The agent asks for your provider preference and guides you through the rest.
1

Create a Twilio account and get a phone number

Sign up at twilio.com. Verify your phone number. In the Twilio Console, go to Phone Numbers → Buy a Number and purchase a number with Voice capability. The number must be in E.164 format (e.g. +15550001234).
2

Copy your credentials

In the Twilio Console, go to Account Info and copy your Account SID (starts with AC) and Auth Token (32 hex characters).
3

Expose your webhook (required for inbound calls)

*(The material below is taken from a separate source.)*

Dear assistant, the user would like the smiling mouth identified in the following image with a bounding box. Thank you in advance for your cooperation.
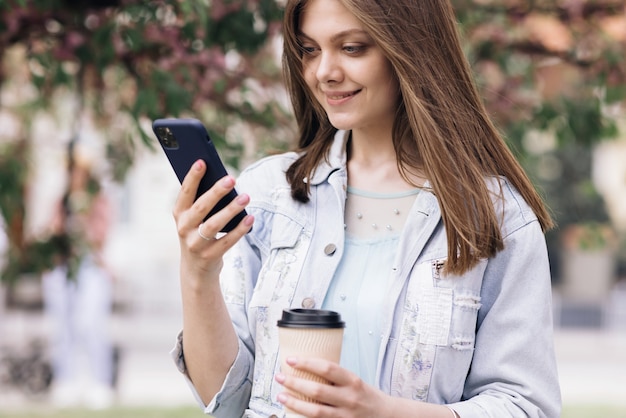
[327,90,361,100]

Inbound calls require a publicly reachable URL. GenosOS supports several tunneling options:
4

Provide your credentials to the assistant

You: "Twilio Account SID is ACxxxxxxxx, Auth Token is your_token, my number is +15550001234"
The agent stores the credentials in the encrypted vault and configures the voice-call plugin.
5

Set the inbound policy

You: "Accept calls from anyone"
You: "Only accept calls from +15559876543"
You: "Set a greeting: Hello, how can I help you?"
Inbound policies:
PolicyBehavior
disabledReject all inbound calls (default)
openAccept calls from any number
allowlistAccept calls only from numbers you specify
pairingUnknown callers hear a pairing prompt
6

Restart the gateway

Voice call changes require a gateway restart to take effect. The agent will remind you.

Outbound calls

The assistant can initiate calls using the realtime_call tool. You can also ask for it conversationally:
You: "Call +15559876543 and remind them about tomorrow's appointment"
You: "Call +15559876543 and have a conversation about their order"
Two outbound modes:
ModeBehavior
notifyDeliver the message, pause briefly, hang up. Good for reminders.
conversationDeliver the message, listen for a response, continue the call.

Local TTS with Kokoro

Kokoro is an on-device text-to-speech engine included with GenosOS. When used for voice calls, no audio is sent to any cloud service — the TTS runs entirely on your machine’s CPU.
You: "Use Kokoro for voice call speech"
Kokoro is slower than cloud TTS on low-powered hardware but produces good quality output and keeps all audio local.

realtime_call tool

The agent uses the realtime_call tool internally to manage calls. The available actions:
ActionDescription
initiate_callStart an outbound call
continue_callSend a follow-up message to an active call
speak_to_userSpeak a specific phrase on an active call
end_callHang up
get_statusCheck call state and transcript

Telnyx and Plivo

GenosOS also supports Telnyx and Plivo as voice providers. Tell your assistant which you prefer:
You: "I want to use Telnyx for calls"
You: "I want to use Plivo for calls"
The setup flow is the same — the agent asks for the provider-specific credentials.

Troubleshooting

Outbound calls fail Check that the Account SID starts with AC and the Auth Token is exactly 32 hex characters. Verify the credentials in the Twilio Console. Inbound calls do not arrive The webhook URL must be reachable from Twilio’s servers. Verify your tunnel is running and the URL is configured in the Twilio Console under Phone Numbers → your number → Voice webhook. No audio on calls Media streaming requires streaming.enabled: true and an OpenAI API key for STT. Ask your assistant: “Check the voice call configuration.” Calls drop after a few seconds The default maxDurationSeconds is 300 (5 minutes). If calls are dropping sooner, check whether the greeting is long enough to exceed the silence timeout.